[Date Prev][Date Next][Thread Prev][Thread Next][Date Index][Thread Index]
Re: [PATCH 0/1] pcie: Allow atomic completion on PCIE root port
From: |
Michael S. Tsirkin |
Subject: |
Re: [PATCH 0/1] pcie: Allow atomic completion on PCIE root port |
Date: |
Fri, 21 Apr 2023 04:22:23 -0400 |
On Thu, Apr 20, 2023 at 05:38:39PM +0200, robin@streamhpc.com wrote:
> From: Robin Voetter <robin@streamhpc.com>
>
> The ROCm driver for Linux uses PCIe atomics to schedule work and
> generally communicate between the host and the device. This does not
> currently work in QEMU with regular vfio-pci passthrough, because the
> pcie-root-port does not advertise the PCIe atomic completer
> capabilities. When initializing the GPU from the Linux driver, it
> queries whether the PCIe connection from the CPU to GPU supports the
> required capabilities[1] in the pci_enable_atomic_ops_to_root
> function[2]. Currently the only part where this fails is checking the
> atomic completer capabilities (32 and 64 bits) on the root port[3]. In
> this case, the driver determines that PCIe atomics are not supported at
> all, and this causes ROCm programs to misbehave. (While AMD advertises
> that there is some support for ROCm without PCIe atomics, I have never
> actually gotten that working...)
>
> This patch allows ROCm to properly function by introducing an
> additional experimental property to the pcie-root-port,
> x-atomic-completion.
so what exactly makes it experimental? from this description
it looks like it actually has to be enabled for things to work?
Also pls CC alex on whether this is a correct way to do it.

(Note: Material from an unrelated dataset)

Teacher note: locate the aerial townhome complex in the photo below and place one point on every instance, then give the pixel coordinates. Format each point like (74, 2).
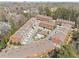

> Setting this option makes the port report
> support for the PCI_EXP_DEVCAP2_ATOMIC_COMP32 and COMP64
> capabilities. This then makes the check from [3] pass, and
> everything seems to work appropriately after that.
>
> To verify that the capabilities are reported correctly, one can use
> lspci to check the capabilities of the root port: lspci -vvv -s <root
> port id> should show 32bit+ and 64bit+ capabilities in DevCap2 when
> x-atomic-completion is enabled. For example:
>
> -device pcie-root-port,x-atomic-completion=true,id.pcie.1
>
> The output of lspci should include the following for the pcie root port:
>
> AtomicOpsCap: 32bit+ 64bit+ 128bitCAS-
>
> To verify that ROCm works, the following HIP program should be
> sufficient. The work is scheduled to the GPU by signaling a semaphore
> using atomic operations from the CPU side, which is completed on the
> GPU, and the GPU-side printf works by signaling a semaphore from the GPU
> that is completed on the CPU. It can be compiled using hipcc with
> 'hipcc -otest test.hip':
>
> #include <hip/hip_runtime.h>
> __global__ void test() {
> printf("hello, world\n");
> }
> int main() {
> test<<<dim3(1), dim3(1)>>>();
> hipDeviceSynchronize();
> }
>
> Previously, or when x-atomic-completion is set to false, this program
> would simply hang. Additionally, a message along the lines of the
> following is printed to dmesg during boot if the GPU driver determines
> that atomics are not supported:
>
> amdgpu 0000:01:00.0: amdgpu: PCIE atomic ops is not supported
>
> When atomics are properly supported, the above program works as
> intended, and the previous dmesg message is of course not printed. For
> this I am using a simple machine setup using the following device
> options, with the GPU that im testing with of course on 03:00.0.
>
> -device pcie-root-port,x-atomic-completion=true,id=pcie.1
> -device vfio-pci,host=03:00.0,bus=pcie.1
>
> This patch does not include any automatic detection whether the root
> port of the host supports the atomic completer capabilities, nor if any
> of the physical PCIe bridges between the CPU and GPU support atomic
> routing. The intention here is that the user should make sure that the
> host does support atomic completion on the root complex. See also some
> prior discussion[4]. I have run the full test suite of some ROCm
> libraries: rocPRIM, rocRAND, hipRAND, hipCUB and rocThrust. All of the
> tests pass now, with some minor unrelated changes.
>
> Kind regards,
>
> Robin Voetter, Stream HPC
>
> [1]
> https://github.com/torvalds/linux/blob/v6.2/drivers/gpu/drm/amd/amdgpu/amdgpu_device.c#L3716
> [2] https://github.com/torvalds/linux/blob/v6.2/drivers/pci/pci.c#L3781
> [3] https://github.com/torvalds/linux/blob/v6.2/drivers/pci/pci.c#L3829
> [4] https://lists.nongnu.org/archive/html/qemu-devel/2023-04/msg01815.html
> ---
>
> Robin Voetter (1):
> pcie: Allow generic PCIE root port to enable atomic completion
>
> hw/pci-bridge/gen_pcie_root_port.c | 2 ++
> hw/pci/pcie.c | 6 ++++++
> include/hw/pci/pcie_port.h | 3 +++
> 3 files changed, 11 insertions(+)
>
> --
> 2.39.2